Más allá de lo hasta aquí expuesto, la existencia del Concurso en el extranjero no es óbice para  ser invocada  contra los acreedores cuyos créditos deban ser pagados en el país, para disputarles los derechos que éstos pretendan sobre los bienes existentes en el Territorio Nacional. Esta parte de la norma resguarda los intereses de los acreedores nacionales, representando para algunos estudiosos del Derecho Internacional Privado una suerte de chauvinismo.
Lo que determina esta norma opera sin perjuicio de lo dispuesto en los Tratados Internacionales. Son pertinentes en la materia los Tratados de Montevideo de 1889 (firmados y ratificados por Argentina, Bolivia, Paraguay, Perú, Uruguay y Colombia) y los Tratados de Montevideo de 1940 (ratificados por Argentina, Uruguay y Paraguay).  Estos Tratados establecen un doble sistema, el de unidad de quiebra con pluralidad de masas y el de comunicación de la quiebra con comunicación de saldos; estableciéndose la diferencia de acuerdo a la circunstancia de que el fallido con el domicilio en un país determinado tenga o no sede independiente (se entiende que la independencia es económica aunque hay quienes todavía hoy sostiene que la independencia debe ser jurídica, es decir existencia de un estatuto e inscripción del mismo, con prescindencia de la relación económica). En el primer caso habrá quiebra única, pero los bienes existentes en cada país se destinarán a satisfacer los créditos pagaderos en cada país. En el segundo caso habrá pluralidad de quiebras pero el sobrante de la quiebra de un pía quedará a disposición del juez de la otra. La excepción a la situación de la existencia de sólo juicio de quiebra está dada por aquellos acreedores hipotecarios y prendarios con anterioridad a la fecha de cesación de pagos, quienes pueden ejercer sus derechos ante los jueces del Estado en donde están radicados dichos bienes. Es importante destacar aquí que la jurisprudencia argentina ha incluso considerado dentro de esta situación a un acreedor que tenía como garantía un warrant.

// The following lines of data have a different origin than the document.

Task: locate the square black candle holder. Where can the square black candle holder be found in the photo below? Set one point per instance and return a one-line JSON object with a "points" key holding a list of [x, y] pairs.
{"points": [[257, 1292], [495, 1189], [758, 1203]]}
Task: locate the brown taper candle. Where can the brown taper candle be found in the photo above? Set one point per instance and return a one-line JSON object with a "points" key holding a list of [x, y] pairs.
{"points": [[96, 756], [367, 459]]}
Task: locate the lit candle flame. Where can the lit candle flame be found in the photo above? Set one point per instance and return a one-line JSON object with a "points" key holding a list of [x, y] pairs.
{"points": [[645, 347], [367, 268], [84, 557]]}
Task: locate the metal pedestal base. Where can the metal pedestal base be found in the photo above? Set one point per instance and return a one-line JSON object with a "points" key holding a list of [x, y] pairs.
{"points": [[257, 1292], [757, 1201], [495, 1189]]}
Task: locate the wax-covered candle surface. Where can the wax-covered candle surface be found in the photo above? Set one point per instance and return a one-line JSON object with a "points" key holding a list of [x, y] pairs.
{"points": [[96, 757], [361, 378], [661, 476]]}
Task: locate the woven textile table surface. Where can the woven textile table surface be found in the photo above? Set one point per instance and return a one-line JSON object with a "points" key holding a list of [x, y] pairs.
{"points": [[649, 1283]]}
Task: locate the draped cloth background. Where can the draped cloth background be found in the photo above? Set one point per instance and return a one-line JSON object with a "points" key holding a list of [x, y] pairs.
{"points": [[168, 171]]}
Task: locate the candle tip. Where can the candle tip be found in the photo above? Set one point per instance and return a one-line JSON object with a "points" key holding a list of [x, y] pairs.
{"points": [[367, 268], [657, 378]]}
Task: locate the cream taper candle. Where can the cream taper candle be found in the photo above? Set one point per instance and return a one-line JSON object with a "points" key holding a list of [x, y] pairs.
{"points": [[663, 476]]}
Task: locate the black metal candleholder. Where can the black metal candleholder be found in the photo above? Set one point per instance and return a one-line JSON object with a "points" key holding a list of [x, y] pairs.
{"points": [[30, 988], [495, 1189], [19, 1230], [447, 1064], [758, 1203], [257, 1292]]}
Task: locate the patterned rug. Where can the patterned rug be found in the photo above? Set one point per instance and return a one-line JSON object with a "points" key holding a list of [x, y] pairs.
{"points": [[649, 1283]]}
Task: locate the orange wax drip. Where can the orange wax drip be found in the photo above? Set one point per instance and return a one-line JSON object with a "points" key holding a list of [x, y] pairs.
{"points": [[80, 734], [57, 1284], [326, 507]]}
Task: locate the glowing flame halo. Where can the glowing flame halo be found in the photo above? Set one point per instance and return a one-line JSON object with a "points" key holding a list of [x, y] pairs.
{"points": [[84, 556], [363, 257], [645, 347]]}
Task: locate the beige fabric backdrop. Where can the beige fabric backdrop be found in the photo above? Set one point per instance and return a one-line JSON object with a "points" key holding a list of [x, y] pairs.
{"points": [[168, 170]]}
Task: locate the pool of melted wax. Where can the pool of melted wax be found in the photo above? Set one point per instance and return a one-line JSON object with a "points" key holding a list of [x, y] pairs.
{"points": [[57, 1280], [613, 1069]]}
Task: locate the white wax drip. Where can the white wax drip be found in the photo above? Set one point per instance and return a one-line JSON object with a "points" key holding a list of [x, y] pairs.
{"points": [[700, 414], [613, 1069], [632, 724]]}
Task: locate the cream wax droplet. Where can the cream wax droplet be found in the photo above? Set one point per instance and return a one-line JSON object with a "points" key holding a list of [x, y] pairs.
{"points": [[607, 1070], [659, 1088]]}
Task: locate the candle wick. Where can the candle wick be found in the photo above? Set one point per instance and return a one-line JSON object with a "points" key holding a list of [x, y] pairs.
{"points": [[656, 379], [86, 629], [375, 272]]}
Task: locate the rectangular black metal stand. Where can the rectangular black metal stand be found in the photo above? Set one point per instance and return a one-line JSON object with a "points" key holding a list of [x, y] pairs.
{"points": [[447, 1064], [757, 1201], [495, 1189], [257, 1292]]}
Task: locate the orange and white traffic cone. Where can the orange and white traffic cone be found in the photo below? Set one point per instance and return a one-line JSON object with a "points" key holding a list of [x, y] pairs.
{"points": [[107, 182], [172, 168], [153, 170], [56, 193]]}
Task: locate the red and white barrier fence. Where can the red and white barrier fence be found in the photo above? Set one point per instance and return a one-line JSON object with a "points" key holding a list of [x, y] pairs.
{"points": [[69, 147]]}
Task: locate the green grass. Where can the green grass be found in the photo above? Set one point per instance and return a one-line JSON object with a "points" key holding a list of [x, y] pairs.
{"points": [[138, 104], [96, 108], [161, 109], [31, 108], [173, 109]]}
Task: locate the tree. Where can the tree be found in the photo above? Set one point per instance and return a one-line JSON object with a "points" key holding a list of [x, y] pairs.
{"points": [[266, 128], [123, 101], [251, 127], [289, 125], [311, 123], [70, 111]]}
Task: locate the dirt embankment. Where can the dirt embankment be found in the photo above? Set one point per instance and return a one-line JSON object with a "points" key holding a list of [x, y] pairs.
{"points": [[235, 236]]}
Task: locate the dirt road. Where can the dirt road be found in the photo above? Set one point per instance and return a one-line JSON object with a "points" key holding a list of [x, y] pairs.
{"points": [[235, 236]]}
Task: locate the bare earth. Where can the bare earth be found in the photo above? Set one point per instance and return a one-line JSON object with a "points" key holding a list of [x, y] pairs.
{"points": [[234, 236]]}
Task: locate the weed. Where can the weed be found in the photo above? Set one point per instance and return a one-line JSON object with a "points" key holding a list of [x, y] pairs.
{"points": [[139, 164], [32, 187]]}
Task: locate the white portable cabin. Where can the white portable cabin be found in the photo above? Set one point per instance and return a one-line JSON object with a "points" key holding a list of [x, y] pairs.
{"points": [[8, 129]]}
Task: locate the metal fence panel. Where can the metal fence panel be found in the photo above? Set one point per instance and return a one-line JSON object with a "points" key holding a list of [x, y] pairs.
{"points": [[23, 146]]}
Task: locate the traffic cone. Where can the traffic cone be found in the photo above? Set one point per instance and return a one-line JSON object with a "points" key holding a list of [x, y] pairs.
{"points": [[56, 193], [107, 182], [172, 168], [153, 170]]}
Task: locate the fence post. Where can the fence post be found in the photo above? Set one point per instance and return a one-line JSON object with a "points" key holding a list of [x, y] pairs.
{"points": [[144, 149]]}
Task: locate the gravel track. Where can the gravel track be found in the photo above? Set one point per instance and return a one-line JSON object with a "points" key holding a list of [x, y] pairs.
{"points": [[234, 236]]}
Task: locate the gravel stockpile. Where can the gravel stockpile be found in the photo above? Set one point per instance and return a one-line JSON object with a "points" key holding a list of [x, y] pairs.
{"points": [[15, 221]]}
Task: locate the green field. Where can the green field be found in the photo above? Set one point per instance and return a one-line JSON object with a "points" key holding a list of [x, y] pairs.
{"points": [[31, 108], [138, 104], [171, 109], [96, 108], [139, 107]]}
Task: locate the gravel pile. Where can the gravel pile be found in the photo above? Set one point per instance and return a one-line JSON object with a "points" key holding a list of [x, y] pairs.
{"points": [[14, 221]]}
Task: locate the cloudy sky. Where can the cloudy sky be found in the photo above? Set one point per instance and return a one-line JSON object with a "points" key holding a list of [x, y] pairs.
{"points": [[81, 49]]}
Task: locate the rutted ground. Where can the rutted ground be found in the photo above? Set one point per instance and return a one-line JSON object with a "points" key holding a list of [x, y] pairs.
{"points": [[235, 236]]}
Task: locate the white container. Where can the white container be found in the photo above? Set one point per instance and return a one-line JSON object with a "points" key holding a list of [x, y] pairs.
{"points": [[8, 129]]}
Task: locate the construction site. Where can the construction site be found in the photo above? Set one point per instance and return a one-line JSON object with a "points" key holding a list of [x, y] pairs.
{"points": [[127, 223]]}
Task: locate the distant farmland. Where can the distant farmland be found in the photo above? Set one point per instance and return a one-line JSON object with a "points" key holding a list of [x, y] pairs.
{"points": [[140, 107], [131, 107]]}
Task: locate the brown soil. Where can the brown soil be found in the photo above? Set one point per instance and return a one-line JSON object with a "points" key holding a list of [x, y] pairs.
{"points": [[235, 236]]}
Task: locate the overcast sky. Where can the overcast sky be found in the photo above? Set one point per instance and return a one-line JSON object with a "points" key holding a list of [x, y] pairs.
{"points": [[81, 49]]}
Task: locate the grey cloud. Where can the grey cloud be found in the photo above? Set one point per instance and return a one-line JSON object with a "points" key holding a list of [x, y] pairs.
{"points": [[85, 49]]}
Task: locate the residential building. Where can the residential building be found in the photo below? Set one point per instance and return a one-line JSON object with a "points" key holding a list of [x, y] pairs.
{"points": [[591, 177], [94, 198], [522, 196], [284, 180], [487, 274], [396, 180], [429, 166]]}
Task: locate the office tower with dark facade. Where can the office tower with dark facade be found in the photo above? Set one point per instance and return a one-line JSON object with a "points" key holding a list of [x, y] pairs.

La segunda parte de la norma en estudio dice: "Pluralidad de Concursos. Declarada también la quiebra en el país, los acreedores pertenecientes al concurso formado en el extranjero actuarán sobre el saldo, una vez satisfechos los demás créditos verificados en aquella"
Si bien la norma comienza diciendo "Pluralidad de Concursos", como bien señala el Dr. Grispo, queda claro que en realidad se refiere a la situación de quiebra, ya que de otro modo no se entiende la liquidación de bienes, situación ésta que trata de evitarse en el Concurso Preventivo mediante la adecuación de los acreedores a un acuerdo Concursal. Una vez aclarado esto, proseguimos y decimos que el segundo párrafo del artículo hace referencia a la liquidación de bienes en el extranjero y otra liquidación que tiene lugar en la Argentina. Trata por ende la situación de que los acreedores en el Concurso del exterior no hubieran visto satisfechos sus créditos. Establece entonces que podrán actuar sobre el remanente o saldo que deje la ejecución de bienes en la Argentina. Ahora bien, esta situación que plantea la norma es ciertamente irreal, es decir, en la mayoría de los casos de quiebra, la misma nunca concluye por pago total, y lo habitual es la clausura de los procedimientos por falta de activo o distribución final. Además la norma no deja en claro de qué manera actuarían sobre el saldo los acreedores extranjeros, es decir, ¿lo harían en forma individual o colectivamente?  Coincidimos en este punto con la Dra. Noodt Taquela en que la norma no resuelve el hipotético caso en que esto se llevara a cabo.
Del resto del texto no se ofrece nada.